With over 70% of the world’s entire population expected to be living in cities by 2050, supporting citizens’ mobility within the urban environment is a priority for municipalities worldwide. Although public multi-modal transit systems are necessary to better manage mobility, they are not sufficient. Citizens must be offered personalized travel information to make their journeys more efficient and enjoyable. Notably, such information should not only be objective (e.g., bus timetable, live bus tracking), but crucially personalized – since every passenger preferences and interests differ (e.g., crowdedness of trains, heat of tube platforms, sociability of the coaches).
To enable this, a multitude of research problems need to be solved. On the one hand, efficient techniques for mobile participatory sensing are required to create robust mobile distributed systems that can provide on-demand sensing information at a large scale.

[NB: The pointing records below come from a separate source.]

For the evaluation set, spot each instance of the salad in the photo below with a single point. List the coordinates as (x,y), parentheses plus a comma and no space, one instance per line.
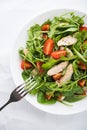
(55,55)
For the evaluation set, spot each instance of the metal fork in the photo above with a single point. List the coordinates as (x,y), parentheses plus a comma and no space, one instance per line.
(21,91)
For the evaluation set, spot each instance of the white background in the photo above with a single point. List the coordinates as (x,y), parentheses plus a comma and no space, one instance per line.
(14,14)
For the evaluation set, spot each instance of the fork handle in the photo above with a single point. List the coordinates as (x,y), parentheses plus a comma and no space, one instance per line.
(9,101)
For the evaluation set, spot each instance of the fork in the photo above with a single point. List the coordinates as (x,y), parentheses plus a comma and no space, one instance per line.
(22,90)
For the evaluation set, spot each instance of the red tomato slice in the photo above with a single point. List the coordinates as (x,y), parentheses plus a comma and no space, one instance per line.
(58,54)
(39,64)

The sensing has to be intelligent to allow conservation of resources as well as capture of correct sensing information in a given context without requiring user intervention all the time. This needs to then be complemented by domain-specific machine learning algorithms, which must be able to execute on resource-constrained mobile devices with heterogeneous configurations.

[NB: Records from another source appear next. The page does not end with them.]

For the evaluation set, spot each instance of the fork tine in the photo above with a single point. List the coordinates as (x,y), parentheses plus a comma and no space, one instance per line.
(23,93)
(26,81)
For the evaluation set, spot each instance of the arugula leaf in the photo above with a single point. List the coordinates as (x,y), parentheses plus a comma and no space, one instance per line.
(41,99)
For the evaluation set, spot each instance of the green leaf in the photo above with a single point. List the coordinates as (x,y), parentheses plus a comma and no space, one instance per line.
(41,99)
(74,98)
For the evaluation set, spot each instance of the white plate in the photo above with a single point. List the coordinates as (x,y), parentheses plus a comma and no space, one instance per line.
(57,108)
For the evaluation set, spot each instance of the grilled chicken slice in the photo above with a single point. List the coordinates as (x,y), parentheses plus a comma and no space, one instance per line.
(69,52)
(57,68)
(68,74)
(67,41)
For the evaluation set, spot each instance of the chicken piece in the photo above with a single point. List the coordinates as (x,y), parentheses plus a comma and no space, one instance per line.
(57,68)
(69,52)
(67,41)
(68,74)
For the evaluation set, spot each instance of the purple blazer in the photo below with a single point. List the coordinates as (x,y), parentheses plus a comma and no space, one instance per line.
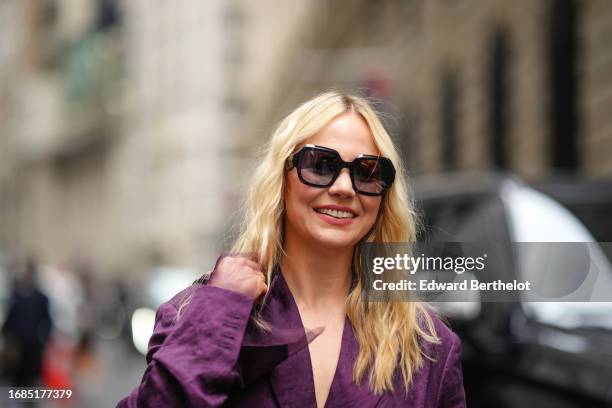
(214,355)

It is important to note that although several projects exist focusing on the use of ICT in multi-modal urban transportation in the EU (the French PI is actively involved in one such activity), the Indian context brings unique challenges to the domain. Notably, although it can be assumed that all urban commuters in India have mobile phones, even smart phones, not all might have data plans and might rely on SMS only. The extreme unreliability of the actual transport system due to the chaotic large-scale traffic (e.g., buses not following their schedule) further stresses the need of robust systems for information management in these contexts.